Neosędzia blokuje stosowanie kontroli operacyjnej w śledztwach, podważając uprawnienia nowego kierownictwa prokuratury - potwierdził rzecznik Prokuratury Krajowej. Jak pisze "Gazeta Wyborcza", chodzi o Stanisława Zduna, wiceszefa neo-KRS.
Szef Związku Zawodowego Prokuratorów i Pracowników Prokuratury Jacek Skała, awansowany za czasów Zbigniewa Ziobry, zaalarmował w mediach społecznościowych o "paraliżu najpoważniejszych śledztw".
"Ostatnie 2 tygodnie to ponad 30 odmów zastosowania kontroli operacyjnej. Chodzi m.in. o handel setkami kg narkotyków. Powód? Wnioski pochodzą od osoby nieuprawnionej. Świat przestępczy triumfuje" - napisał.
Prokuratura Krajowa: było kilkadziesiąt odmów, ale paraliżu nie ma
Rzecznik Prokuratury Krajowej Przemysław Nowak w oświadczeniu, które opublikowała "Gazeta Wyborcza", potwierdził, że "Sąd Okręgowy w Warszawie w kilkudziesięciu przypadkach wydał w ciągu kilku dni postanowienia o odmowie zastosowania kontroli operacyjnych".
Dodał, że wszystkie odmowne postanowienia wydał "ten sam sędzia, powołany na stanowisko w wyniku procesu nominacyjnego, którego poprawność wzbudza poważne wątpliwości (na wniosek tak zwanej neo-KRS)".
Prokurator Nowak zaznaczył, że postanowienia nie są prawomocne, zostały już zaskarżone, a to nie prowadzi do "paraliżu", o którym pisał Skała.
Jak wyjaśnił, rzeczony sędzia "uznał, że wnioski o zastosowanie kontroli operacyjnych pochodzą od osoby nieuprawnionej". - W wydanych postanowieniach nie kwestionuje jednakże uprawnień Prokuratora Krajowego Dariusza Korneluka, ale upoważnienia innych zastępców Prokuratora Generalnego (którzy wyrazili pisemną zgodę na skierowanie wniosków) - dodał.

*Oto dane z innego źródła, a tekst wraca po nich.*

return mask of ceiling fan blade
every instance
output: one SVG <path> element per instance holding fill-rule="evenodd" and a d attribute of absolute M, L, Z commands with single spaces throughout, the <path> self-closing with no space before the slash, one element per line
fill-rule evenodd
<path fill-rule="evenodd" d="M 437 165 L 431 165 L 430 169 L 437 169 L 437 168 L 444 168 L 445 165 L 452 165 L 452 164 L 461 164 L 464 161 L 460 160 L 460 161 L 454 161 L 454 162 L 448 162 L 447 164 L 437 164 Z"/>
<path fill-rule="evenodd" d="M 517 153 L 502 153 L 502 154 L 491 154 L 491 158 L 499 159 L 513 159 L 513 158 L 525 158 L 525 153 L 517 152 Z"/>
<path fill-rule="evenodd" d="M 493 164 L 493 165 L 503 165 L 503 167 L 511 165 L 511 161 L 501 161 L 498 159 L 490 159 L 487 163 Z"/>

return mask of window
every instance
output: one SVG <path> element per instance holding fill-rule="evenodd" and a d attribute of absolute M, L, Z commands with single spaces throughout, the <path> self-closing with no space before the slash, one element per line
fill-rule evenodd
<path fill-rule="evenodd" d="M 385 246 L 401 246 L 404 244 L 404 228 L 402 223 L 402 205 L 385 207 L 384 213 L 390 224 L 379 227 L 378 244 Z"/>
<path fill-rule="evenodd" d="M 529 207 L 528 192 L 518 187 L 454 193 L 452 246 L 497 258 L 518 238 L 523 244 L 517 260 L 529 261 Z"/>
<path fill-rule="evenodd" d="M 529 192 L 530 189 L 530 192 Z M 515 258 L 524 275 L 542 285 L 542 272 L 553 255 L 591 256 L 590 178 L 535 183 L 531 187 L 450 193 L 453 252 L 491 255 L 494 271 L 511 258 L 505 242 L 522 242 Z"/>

Jak pisze "Gazeta Wyborcza", odmawianie kontroli operacyjnej to "kolejna odsłona konfrontacji", w której neosędziowie kwestionują status nowego kierownictwa prokuratury zmienionego przez ministra sprawiedliwości Adama Bodnara.
"GW": za wydawaniem odmów stoi neosędzia Stanisław Zdun
Według ustaleń "Gazety Wyborczej" za wydawaniem odmów stoi neosędzia Stanisław Zdun, który jest członkiem i wiceprzewodniczącym upolitycznionej KRS.
Wnioski o kontrolę operacyjną kierują do sądu szefowie służb za zgodą prokuratora krajowego. Prokurator krajowy jest pierwszym zastępcą prokuratora generalnego. Poza tym jest też kilkoro innych zastępców prokuratora generalnego, którzy zajmują się poszczególnymi zagadnieniami.
To właśnie uprawnienia innych zastępców - pisze "GW" - a nie samego prokuratora krajowego kwestionuje Zdun. Dlaczego?
"Za czasów p.o. PK Jacek Bilewicza (poprzednika obecnego prokuratora krajowego - red.) wydano zarządzenie, zgodnie z którym kompetencje te realizować mieli inni zastępcy prokuratora generalnego" - wyjaśnia dziennik.
Według informacji "GW", "rozstrzygnięcia te w praktyce podejmowała Beata Marczak, która jest jednym z zastępców prokuratora generalnego jeszcze z nadania Ziobry i w PK odpowiada za walkę z przestępczością zorganizowaną".